In [6]:
import altair as alt
import pandas as pd

In [7]:
# Load cleaned dataset for streaming platforms
streaming_df = pd.read_csv('data/cleaned_MoviesOnStreamingPlatforms.csv')

# Prepare data for visualization: Count titles for each platform
platform_counts = streaming_df[['Netflix', 'Hulu', 'Prime Video', 'Disney+']].sum().reset_index()
platform_counts.columns = ['Platform', 'Title Count']

# Create a bar chart
bar_chart = alt.Chart(platform_counts).mark_bar().encode(
    x=alt.X('Platform', sort=None, title='Streaming Platform'),
    y=alt.Y('Title Count', title='Number of Titles'),
    color='Platform'
).properties(
    title='Number of Titles Available on Streaming Platforms',
    width=600,
    height=400
)

bar_chart

  col = df[col_name].apply(to_list_if_array, convert_dtype=False)


In [53]:
# Load cleaned subscription price history data
price_history_df = pd.read_csv('data/cleaned_AllServicesPriceHistory.csv')

# Convert 'Date' to datetime format if it's not already
price_history_df['Date'] = pd.to_datetime(price_history_df['Date'])

# Calculate the average subscription price for all platforms at each date
average_price_over_time = price_history_df.groupby('Date')['Subscription Price'].mean().reset_index()
average_price_over_time.columns = ['Date', 'Average Subscription Price']

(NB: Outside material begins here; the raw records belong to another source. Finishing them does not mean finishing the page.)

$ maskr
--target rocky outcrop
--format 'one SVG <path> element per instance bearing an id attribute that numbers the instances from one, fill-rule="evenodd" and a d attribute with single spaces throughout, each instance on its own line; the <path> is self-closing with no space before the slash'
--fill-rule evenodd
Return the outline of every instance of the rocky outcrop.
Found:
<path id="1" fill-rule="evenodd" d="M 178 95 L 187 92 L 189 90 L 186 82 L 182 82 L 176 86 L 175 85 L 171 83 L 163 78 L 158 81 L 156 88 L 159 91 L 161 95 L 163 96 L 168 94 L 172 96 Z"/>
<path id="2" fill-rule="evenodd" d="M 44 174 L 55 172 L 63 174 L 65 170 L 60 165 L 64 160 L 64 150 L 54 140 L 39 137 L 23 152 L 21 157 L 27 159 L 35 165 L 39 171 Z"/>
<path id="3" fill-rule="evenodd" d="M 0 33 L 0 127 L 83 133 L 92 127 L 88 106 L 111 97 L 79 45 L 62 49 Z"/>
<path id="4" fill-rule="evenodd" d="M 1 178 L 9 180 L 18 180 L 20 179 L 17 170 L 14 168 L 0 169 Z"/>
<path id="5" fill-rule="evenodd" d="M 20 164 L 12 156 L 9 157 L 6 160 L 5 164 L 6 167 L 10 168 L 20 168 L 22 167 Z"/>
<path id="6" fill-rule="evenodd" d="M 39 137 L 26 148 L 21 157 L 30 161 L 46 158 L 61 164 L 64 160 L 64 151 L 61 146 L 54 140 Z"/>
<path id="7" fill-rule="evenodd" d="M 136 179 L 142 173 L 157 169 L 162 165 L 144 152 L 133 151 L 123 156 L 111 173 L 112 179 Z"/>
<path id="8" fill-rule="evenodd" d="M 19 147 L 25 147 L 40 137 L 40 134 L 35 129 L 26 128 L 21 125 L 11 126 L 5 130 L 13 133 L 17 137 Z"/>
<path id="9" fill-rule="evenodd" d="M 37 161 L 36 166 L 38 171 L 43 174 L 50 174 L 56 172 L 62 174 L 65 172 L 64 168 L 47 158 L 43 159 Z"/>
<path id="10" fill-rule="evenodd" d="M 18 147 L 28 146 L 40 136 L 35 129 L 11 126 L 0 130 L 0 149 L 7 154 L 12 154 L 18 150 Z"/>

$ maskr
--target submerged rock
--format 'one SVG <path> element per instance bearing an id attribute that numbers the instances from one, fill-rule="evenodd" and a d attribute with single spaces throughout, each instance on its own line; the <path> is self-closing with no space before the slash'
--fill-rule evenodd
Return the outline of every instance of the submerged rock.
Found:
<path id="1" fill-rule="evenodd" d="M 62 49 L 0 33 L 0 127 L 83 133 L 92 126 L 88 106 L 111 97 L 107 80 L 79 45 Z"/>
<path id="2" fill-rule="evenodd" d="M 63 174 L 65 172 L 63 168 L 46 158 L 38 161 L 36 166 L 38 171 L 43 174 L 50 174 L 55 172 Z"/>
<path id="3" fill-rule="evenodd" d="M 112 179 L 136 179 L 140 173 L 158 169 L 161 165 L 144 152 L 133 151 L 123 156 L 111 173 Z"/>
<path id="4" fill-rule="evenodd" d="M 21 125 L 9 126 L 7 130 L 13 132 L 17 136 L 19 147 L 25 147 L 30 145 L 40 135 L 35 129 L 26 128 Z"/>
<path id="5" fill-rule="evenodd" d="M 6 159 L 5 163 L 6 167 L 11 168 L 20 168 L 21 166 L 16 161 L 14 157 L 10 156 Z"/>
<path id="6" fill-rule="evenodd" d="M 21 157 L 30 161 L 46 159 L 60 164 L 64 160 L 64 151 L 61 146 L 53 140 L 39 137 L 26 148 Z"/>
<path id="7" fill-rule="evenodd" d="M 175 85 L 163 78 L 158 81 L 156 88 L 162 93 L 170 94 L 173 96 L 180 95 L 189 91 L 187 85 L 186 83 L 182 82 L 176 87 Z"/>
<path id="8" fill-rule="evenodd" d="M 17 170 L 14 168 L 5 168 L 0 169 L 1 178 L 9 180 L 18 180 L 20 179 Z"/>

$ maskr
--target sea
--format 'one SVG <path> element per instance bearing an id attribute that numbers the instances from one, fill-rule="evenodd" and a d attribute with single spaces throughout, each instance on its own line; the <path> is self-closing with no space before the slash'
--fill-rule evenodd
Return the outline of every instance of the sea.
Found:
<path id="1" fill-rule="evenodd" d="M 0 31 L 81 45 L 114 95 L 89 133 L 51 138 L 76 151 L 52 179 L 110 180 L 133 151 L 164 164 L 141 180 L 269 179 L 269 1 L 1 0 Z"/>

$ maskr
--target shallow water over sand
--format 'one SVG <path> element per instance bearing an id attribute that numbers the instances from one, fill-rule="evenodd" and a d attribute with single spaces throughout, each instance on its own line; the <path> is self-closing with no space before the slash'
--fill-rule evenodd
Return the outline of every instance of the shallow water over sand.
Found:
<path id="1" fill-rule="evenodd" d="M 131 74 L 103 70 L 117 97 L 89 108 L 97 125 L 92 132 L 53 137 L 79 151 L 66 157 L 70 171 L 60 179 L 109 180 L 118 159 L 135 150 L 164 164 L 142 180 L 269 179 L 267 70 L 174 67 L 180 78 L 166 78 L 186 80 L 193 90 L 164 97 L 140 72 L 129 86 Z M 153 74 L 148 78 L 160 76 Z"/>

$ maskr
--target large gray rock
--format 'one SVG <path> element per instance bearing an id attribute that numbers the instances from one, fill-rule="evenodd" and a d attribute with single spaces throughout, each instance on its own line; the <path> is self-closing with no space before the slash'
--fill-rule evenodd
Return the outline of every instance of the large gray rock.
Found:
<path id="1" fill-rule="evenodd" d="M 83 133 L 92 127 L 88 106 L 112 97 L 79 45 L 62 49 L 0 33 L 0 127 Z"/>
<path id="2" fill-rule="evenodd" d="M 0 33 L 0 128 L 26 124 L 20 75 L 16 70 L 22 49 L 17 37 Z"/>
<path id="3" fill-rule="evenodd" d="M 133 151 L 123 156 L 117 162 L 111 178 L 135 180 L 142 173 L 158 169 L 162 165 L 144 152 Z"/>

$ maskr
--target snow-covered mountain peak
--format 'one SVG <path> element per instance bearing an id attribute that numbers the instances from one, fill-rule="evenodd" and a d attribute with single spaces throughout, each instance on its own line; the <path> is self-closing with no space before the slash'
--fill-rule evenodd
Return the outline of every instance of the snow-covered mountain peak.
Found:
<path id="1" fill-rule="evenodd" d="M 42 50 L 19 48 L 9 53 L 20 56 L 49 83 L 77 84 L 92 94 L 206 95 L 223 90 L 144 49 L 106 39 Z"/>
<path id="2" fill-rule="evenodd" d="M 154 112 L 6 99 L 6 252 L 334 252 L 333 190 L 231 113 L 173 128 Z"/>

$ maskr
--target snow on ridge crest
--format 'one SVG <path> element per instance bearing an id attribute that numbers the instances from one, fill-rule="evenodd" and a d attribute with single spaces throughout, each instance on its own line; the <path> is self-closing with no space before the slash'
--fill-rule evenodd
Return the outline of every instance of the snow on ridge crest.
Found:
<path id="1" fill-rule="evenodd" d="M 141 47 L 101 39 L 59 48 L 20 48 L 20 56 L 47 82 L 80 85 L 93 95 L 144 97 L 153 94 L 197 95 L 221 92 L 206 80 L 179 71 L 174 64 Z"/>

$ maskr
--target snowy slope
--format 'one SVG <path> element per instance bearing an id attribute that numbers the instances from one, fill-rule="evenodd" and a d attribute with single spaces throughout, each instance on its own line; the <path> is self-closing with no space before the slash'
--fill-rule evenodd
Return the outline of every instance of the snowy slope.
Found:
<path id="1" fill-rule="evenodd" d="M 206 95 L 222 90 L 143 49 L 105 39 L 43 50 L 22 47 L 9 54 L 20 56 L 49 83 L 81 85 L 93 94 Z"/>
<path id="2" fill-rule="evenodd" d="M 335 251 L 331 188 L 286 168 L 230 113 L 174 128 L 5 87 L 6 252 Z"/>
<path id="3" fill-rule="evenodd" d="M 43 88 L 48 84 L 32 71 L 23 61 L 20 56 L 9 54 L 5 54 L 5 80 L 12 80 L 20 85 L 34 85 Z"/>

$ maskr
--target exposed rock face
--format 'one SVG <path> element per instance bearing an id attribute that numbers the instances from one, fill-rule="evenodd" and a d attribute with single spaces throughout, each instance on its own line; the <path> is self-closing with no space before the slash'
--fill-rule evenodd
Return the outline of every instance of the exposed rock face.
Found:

# Display the first few rows to confirm
average_price_over_time.head()

Unnamed: 0,Date,Average Subscription Price
0,2011-07-01,7.99
1,2011-08-01,7.99
2,2011-09-01,7.99
3,2011-10-01,7.99
4,2011-11-01,7.99


In [54]:
# Create a line chart for the average subscription cost over time
average_line_chart = alt.Chart(average_price_over_time).mark_line().encode(
    x=alt.X('Date:T', title='Date'),
    y=alt.Y('Average Subscription Price:Q', title='Average Price (USD)'),
    tooltip=['Date:T', 'Average Subscription Price:Q']
).properties(
    title='Average Subscription Cost Over Time for Streaming Services',
    width=800,
    height=400
)

average_line_chart

In [55]:
# Enhance the pie chart to show percentage for each subscription type
subscription_counts['Percentage'] = (subscription_counts['Count'] / subscription_counts['Count'].sum()) * 100

# Create an enhanced pie chart with additional tooltip for percentage
enhanced_pie_chart = alt.Chart(subscription_counts).mark_arc().encode(
    theta=alt.Theta(field='Count', type='quantitative'),
    color=alt.Color(field='Subscription Type', type='nominal', legend=alt.Legend(title='Subscription Type')),
    tooltip=['Subscription Type', 'Count', alt.Tooltip('Percentage:Q', format='.2f')]
).properties(
    title='Distribution of Netflix Subscription Types (with Percentages)'
).configure_legend(
    titleFontSize=12,
    labelFontSize=10
)

enhanced_pie_chart

  col = df[col_name].apply(to_list_if_array, convert_dtype=False)


In [28]:
# Group by 'Country' and sum the 'Monthly Revenue'
revenue_by_country = netflix_userbase_df.groupby('Country')['Monthly Revenue'].sum().reset_index()

# Create a bar chart
revenue_chart = alt.Chart(revenue_by_country).mark_bar().encode(
    x=alt.X('Country:N', sort='-y', title='Country'),
    y=alt.Y('Monthly Revenue:Q', title='Total Revenue (USD)'),
    color=alt.Color('Country:N', legend=alt.Legend(title='Country')),
    tooltip=['Country', 'Monthly Revenue']
).properties(
    title='Total Monthly Revenue by Country',
    width=600,
    height=400
).configure_axis(
    titleFontSize=12,
    labelFontSize=10
).configure_legend(
    titleFontSize=12,
    labelFontSize=10
)

revenue_chart

  col = df[col_name].apply(to_list_if_array, convert_dtype=False)


In [30]:
# Count the occurrences of each device type
device_usage_counts = netflix_userbase_df['Device'].value_counts().reset_index()
device_usage_counts.columns = ['Device', 'Count']

# Create a bar chart
device_usage_chart = alt.Chart(device_usage_counts).mark_bar().encode(
    x=alt.X('Device:N', sort='-y', title='Device'),
    y=alt.Y('Count:Q', title='Usage Count'),
    color=alt.Color('Device:N', legend=alt.Legend(title='Device')),
    tooltip=['Device', 'Count']
).properties(
    title='Device Usage Frequency',
    width=600,
    height=400
).configure_axis(
    titleFontSize=12,
    labelFontSize=10
).configure_legend(
    titleFontSize=12,
    labelFontSize=10
)

device_usage_chart

  col = df[col_name].apply(to_list_if_array, convert_dtype=False)


In [32]:
# Ensure that the date columns are in datetime format
netflix_userbase_df['Join Date'] = pd.to_datetime(netflix_userbase_df['Join Date'])
netflix_userbase_df['Last Payment Date'] = pd.to_datetime(netflix_userbase_df['Last Payment Date'])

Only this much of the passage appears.